Don‘t get sucked in by the ‘bottom’ dwellers like Jim Cramer

 By Anthony M. Freed

One good thing about ‘bottom’ is you can keep calling it all the way down and still be right. Eventually.  Now, I do not intend to begin my online writing career wasting my time and yours talking about that certain Wall Street toady named Jim Cramer (I was going to save that for later, after I got real lazy and had loosened my morals a bit). So for now all I want to say is the guy is really dangerous, if you listen to him. If you only tune in like I do, just to have a reason to yell at the TV when it isn’t on tuned to Faux Biz, then you have nothing to worry about (I can’t even watch CNN since the 2004 elections and Katrina when Anderson Cooper started ‘feeling‘ the news at me).

It’s not that he’s a bad guy, he’s not. It doesn’t have anything to do with his abilities, he is obviously better prepared to comment on these subjects than I am.  It has to do with the fact that he is addressing the wrong audience on CNBC and elsewhere. All us regular folks have to think about long term growth and security if we want to hedge inflation and not all be competing for the same greeter jobs at Sprawl Mart. 

What Cramer preaches is ‘day trader’ advice to people who should not be as worried about short term performance of the market, but should really be reading up on long term trends to better position themselves for growth. And furthermore, Cramer constantly violates – in fascinating fits of spastic ecstasy – the most fundamental rule of investing – Don’t let your emotions run your portfolio!  And he should take a frickin’ Tai Chi class or something for crying out loud, because my empathy is giving me hypertension from just watching him.

Hey, don’t get me wrong. There are some tremendous opportunities in this market. I mean come on, anyone can see Citigroup (17.81 -0.73 -3.94%) is a hell of a deal under $20 no matter what the market looks like. The question is how long do you want to hang on to the stock before you see it go above $20? A year? Three years? Who really can say?

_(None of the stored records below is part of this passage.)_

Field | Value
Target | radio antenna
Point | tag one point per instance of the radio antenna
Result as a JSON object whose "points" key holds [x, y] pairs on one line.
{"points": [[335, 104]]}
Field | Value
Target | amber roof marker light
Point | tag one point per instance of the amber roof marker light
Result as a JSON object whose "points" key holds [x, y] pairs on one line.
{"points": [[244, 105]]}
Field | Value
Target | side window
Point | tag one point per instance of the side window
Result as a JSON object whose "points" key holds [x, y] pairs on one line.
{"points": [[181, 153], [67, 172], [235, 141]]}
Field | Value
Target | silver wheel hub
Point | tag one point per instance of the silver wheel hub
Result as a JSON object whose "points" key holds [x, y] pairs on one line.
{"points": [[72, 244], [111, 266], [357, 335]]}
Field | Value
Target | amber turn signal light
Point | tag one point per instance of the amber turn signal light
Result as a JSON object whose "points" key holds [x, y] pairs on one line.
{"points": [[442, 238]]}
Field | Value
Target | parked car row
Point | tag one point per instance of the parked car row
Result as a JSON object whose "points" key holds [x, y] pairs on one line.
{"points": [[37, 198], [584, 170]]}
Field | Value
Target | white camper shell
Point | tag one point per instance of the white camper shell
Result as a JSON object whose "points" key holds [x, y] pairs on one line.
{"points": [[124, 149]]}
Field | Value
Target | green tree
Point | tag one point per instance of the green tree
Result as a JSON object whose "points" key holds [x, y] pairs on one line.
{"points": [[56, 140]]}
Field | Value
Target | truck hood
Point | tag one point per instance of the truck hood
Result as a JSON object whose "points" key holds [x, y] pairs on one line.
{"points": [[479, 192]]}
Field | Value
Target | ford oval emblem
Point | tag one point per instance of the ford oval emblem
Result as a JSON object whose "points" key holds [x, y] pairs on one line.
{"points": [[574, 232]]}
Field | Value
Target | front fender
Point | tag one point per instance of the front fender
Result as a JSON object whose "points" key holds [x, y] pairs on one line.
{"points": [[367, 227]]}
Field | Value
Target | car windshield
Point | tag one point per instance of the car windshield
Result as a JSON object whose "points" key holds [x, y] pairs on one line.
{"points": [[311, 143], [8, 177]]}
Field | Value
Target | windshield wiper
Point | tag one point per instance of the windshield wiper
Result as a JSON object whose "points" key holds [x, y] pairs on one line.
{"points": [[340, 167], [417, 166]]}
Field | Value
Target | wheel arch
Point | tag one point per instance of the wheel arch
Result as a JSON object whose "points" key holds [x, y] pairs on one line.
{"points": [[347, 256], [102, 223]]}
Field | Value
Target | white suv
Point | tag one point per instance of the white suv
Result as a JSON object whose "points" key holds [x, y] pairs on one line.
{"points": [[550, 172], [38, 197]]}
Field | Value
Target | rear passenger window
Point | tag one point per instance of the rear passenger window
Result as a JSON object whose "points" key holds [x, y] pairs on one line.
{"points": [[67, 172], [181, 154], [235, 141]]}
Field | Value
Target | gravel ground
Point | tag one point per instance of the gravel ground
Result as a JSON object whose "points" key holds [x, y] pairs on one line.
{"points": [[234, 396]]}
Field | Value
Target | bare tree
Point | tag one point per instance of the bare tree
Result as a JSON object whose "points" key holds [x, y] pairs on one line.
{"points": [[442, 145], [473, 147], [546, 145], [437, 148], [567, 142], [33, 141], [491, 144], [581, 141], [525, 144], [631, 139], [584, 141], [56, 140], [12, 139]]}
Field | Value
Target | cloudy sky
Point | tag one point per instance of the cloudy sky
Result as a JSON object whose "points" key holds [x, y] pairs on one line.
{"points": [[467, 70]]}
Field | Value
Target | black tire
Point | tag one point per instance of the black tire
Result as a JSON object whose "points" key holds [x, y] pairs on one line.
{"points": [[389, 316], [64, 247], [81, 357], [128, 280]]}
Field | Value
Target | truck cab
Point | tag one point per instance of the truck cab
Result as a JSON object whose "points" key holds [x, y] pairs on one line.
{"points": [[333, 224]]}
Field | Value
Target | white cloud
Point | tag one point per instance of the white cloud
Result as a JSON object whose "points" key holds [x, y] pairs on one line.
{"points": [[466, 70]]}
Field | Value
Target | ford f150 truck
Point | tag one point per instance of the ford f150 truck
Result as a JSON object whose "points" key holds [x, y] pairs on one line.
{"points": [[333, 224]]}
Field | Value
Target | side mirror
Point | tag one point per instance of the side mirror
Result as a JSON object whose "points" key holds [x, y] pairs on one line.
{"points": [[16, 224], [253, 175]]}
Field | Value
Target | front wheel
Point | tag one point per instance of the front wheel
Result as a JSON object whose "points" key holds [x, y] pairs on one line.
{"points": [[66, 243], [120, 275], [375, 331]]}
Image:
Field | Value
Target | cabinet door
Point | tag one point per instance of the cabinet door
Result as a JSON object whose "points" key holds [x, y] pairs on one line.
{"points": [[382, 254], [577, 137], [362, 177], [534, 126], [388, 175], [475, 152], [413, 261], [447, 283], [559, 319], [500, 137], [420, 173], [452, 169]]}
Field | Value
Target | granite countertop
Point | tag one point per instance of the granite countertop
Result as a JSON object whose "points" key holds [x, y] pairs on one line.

I do know one thing, it is not going to be before they figure out a few things like:  What do we do with the rest of the off-the-books assets that have evaporated like a puddle on a playground in August? How can we make money by lending money under tougher underwriting guidelines if we all have to save money to cover the money we already lent under really goofy guidelines for years? And one of my personal favorites – Does anyone really understand who it is exactly that physically holds the notes to all these mortgages? You know, the ones they mean when they talk about Mortgage Backed Securities?  Is that really something we want to leave up Judge Johnny Local in some rural county?  How many years would it take to work this all out that way?

The point is , when all the bad news is finally out, I am all-in, and I will ride it to a Dow of 16,000 and beyond. But until whenever that may be I am going to be really conservative, and so should you. The real bottom is going to be a facter not just of of time, but also of the integrity of those mysterious men in black (tweed), the gatekeepers of the real numbers, the people who don’t want to be the ones who have to make the unpopular decisions. But that is what will ground us and stabilize the markets. What did they used to call it? Leadership?

So as far as Cramer goes, watch the show and have a good ol’ gnashing of the teeth kind of time. He cares more about ratings than how you invest anyway. Just don’t follow him off the cliff. When he says stuff like ‘Gee, all that bad news and the market keeps chugging along. Must be the bottom,‘ please just ignore him. An analogy I like to use when discussing this guy is to picture a very large building completely engulfed in flames, and it’s been burning for hours. Burning and burning. Burning for so long that you have to wonder what could possibly be holding it up. And just before the inevitable and spectacular collapse, there is Jim Cramer holding the door open and motioning for you to leap into the inferno.

Uh, you first Jim.

Jim Cramer   *** VERSES ***   Everyone else! Cramer calling dibs on bottom – You only have to watch the first five minutes or so to get the idea, he is a definitely a bottom.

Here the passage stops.